Sunday, May 29, 2016

Five Things That Made It Work

This year, my parents and my in-laws celebrated 55 years of togetherness. Well, 50 went by five years ago, I could have written this then. Or 60 is coming in five years and I can write it then. But I choose to write today so don't ask why now...



Are they an unusual couple? Not at all. Many living couples would have completed as many years, some more, some reaching there. So it is not just about them.

But as we see the institution of marriage itself being questioned, maybe it is a nice exercise to see what made them pull along?

1. Is it love? - The way they run their knives through each other, you would wonder that they have not killed each other yet. Love is not just being starry eyed about someone or spouting sentimental lines. It is knowing just what the other person is like and drawing comfort from their predictability. Humans need that.

2. Is it compatibility? What is that? They did not have a chance to talk to each other before they married to know if they are compatible. They were wedded to each other and they just started living the life together. They had the typical teething problems, and they recognised it for that.

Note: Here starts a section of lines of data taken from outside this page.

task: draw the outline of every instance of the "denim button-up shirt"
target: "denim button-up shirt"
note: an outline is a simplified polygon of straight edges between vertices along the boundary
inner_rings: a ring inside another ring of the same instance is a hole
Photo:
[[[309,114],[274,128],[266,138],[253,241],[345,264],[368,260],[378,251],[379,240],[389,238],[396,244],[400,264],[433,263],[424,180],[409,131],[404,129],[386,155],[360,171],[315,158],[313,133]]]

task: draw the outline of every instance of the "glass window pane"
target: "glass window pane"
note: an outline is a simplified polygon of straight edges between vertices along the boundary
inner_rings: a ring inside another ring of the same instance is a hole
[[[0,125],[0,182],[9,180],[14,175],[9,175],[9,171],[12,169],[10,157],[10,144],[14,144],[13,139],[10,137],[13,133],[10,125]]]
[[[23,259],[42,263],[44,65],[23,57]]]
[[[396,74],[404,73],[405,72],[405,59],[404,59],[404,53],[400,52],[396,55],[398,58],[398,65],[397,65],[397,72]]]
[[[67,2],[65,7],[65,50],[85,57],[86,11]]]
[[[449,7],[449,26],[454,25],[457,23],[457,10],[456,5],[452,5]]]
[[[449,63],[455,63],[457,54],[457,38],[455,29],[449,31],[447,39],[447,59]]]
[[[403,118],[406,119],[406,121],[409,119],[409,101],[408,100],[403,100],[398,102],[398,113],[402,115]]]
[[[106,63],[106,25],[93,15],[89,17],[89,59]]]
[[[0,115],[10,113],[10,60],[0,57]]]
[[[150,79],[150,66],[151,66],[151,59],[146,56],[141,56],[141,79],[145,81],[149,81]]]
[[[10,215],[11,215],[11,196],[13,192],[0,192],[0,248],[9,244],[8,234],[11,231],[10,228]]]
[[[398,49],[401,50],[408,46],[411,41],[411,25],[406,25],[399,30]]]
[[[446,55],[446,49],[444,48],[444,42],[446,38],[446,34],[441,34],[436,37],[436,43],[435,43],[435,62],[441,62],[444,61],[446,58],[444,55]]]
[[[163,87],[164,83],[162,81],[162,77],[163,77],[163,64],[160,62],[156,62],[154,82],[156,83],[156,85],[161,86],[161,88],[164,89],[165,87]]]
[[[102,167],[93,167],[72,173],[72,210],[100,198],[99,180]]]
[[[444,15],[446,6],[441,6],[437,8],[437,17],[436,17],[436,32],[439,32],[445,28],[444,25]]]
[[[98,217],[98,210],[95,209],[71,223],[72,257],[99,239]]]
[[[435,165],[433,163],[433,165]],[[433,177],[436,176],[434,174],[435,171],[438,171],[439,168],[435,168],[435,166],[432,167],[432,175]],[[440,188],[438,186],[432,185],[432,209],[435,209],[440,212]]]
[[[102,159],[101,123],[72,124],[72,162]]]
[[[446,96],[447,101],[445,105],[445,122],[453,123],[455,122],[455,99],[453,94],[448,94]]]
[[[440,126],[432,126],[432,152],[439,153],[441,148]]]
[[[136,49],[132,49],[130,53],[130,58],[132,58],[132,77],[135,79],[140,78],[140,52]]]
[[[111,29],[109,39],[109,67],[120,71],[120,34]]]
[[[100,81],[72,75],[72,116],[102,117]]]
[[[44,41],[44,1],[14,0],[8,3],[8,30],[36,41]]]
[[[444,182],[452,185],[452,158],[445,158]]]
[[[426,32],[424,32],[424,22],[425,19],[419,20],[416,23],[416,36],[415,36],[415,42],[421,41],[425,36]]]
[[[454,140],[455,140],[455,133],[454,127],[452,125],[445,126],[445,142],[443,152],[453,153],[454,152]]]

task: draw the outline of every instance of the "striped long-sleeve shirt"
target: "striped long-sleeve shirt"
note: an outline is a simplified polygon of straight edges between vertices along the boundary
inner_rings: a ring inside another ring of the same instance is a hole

3. Ah, it is just that they had no choice - Yes, to some extent it was that. They did not think walking out was an option. But, you know what, they didn't feel the compelling need either. Every relationship has its highs and lows. They didn't expect only highs, but were also prepared for the lows...

4. The women had to lump it - superficially, you could say that. But if you look deep within, you will be surprised at how wrong you are. They made some short term sacrifices, then had their way. In both cases, the women till date pursue their passion for music - teaching and singing... Don't be fooled by their apparent submissiveness.

5. Partners for life - they did not look to the other for creating their happiness. They assumed that they would have to create that happiness jointly, for those around them. They worked as a team, speaking in different voices, but communicating the same message. Taking and giving the lead as the need arose.

And I think the last is the most important for a relationship to work. Not sacrifices. Not love. Not wealth. But the awareness that you were in this together, two sides of the same coin.

It happens in friendships. It happens at work. Each contributes for a common cause. If that common cause is not aligned and if all parties do not agree to make appropriate contribution, then the friendship, the organisation, no team effort can succeed.

And that's what made their marriages work.

That's what can make any marriage work.